The Association for Baha’i Studies holds its 41st Annual Conference

The Association for Baha’i Studies holds its 41st Annual Conference


The Association for Baha’i Studies—North America is holding its 41st annual conference in Anaheim, California, from August 10-13, 2017.

A number of themes will be explored at the conference this year, including race unity and the challenge of inequality. The conference is also being held during the year of the bicentenary of the birth of Baha’u’llah, an occasion for celebration and reflection on the implications of his teachings for many fields of human endeavour.

“The conference creates a space for a wide range of people to explore how insights from the Baha’i teachings interact with the knowledge generated by different disciplines and fields of study,” said Julia Berger, Secretary of the Association for Baha’i Studies Executive Committee. “It is open to everyone who wants to explore how their profession or area of study can be enriched by new questions and approaches.”

The conference will open with a plenary address by Dr Robert Henderson, a member of the National Spiritual Assembly of the Baha’is of the United States. Dr Henderson will speak to the theme, “The Age We Will In,” to explore how the principle of the oneness of humanity can be applied to the challenges of contemporary society. 

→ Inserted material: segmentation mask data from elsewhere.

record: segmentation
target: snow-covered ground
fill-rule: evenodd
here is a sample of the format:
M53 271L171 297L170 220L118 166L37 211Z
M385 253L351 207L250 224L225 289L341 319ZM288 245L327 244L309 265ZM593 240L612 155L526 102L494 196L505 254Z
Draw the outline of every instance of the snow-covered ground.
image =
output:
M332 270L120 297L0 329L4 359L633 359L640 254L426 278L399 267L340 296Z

The following day will feature a talk by Dr Ruha Benjamin, Assistant Professor of African American Studies at Princeton Unversity, on the relationship between innovation and equity, health and justice, science and citizenship. Her talk will be followed by a panel on the theme of race unity, featuring Dr Mariam Ashtiani, Dr Zhaleh Boyd, Ms Nanabah Bulman, and Dr Robin Chandler, who will consider how society can confront and address the challenges of prejudice. The evening will conclude with an artistic performance of the play by Mark Perry, A New Dress for Mona.

On Saturday, Ms Layli Miller-Muro, Executive Director of the Tahirih Justice Center, will talk about the relationship between race and gender in the discourse on immigration, and how to work in non-partisan ways to advance social justice. Following her talk, Prof Kristen Munroe will be engaged by Prof Michael Karlberg in a discussion about her work on altruism and identity. Prof Holly Hanson, Professor of African History at Mount Holyoke College, will give an evening lecture on wealth inequality and the aspirations of ordinary people.

The final day of the conference of the conference will revolve around a celebration of the bicentenary of the birth of Baha’u’llah, featuring a talk by former member of the Universal House of Justice, Mr Hooper Dunbar. Sunday morning presentations also include a presentation by Shabnam Mogharabi, CEO of Soul Pancake, and a finale performance by the Priceless Pearls Interfaith Chorus of Greater Orange County.

In addition to the plenary presentation, the conference also creates a space for ongoing initiatives to develop. Working groups on topics ranging from economics and Indigenous studies to media and health care will hold meetings to consult about ongoing individual and collective research projects. Breakout sessions during the conference feature several dozen presentations of ongoing work aimed at exploring the implications of the Baha’i teachings for a range of topics and areas of study.

“Our hope is that the conference will stimulate and inspire many people to explore new ideas and engage in rigorous study – both as individuals and with others who share similar interests,” said Prof Shabnam Koirala-Azad, member of the Association for Baha’i Studies Executive Committee.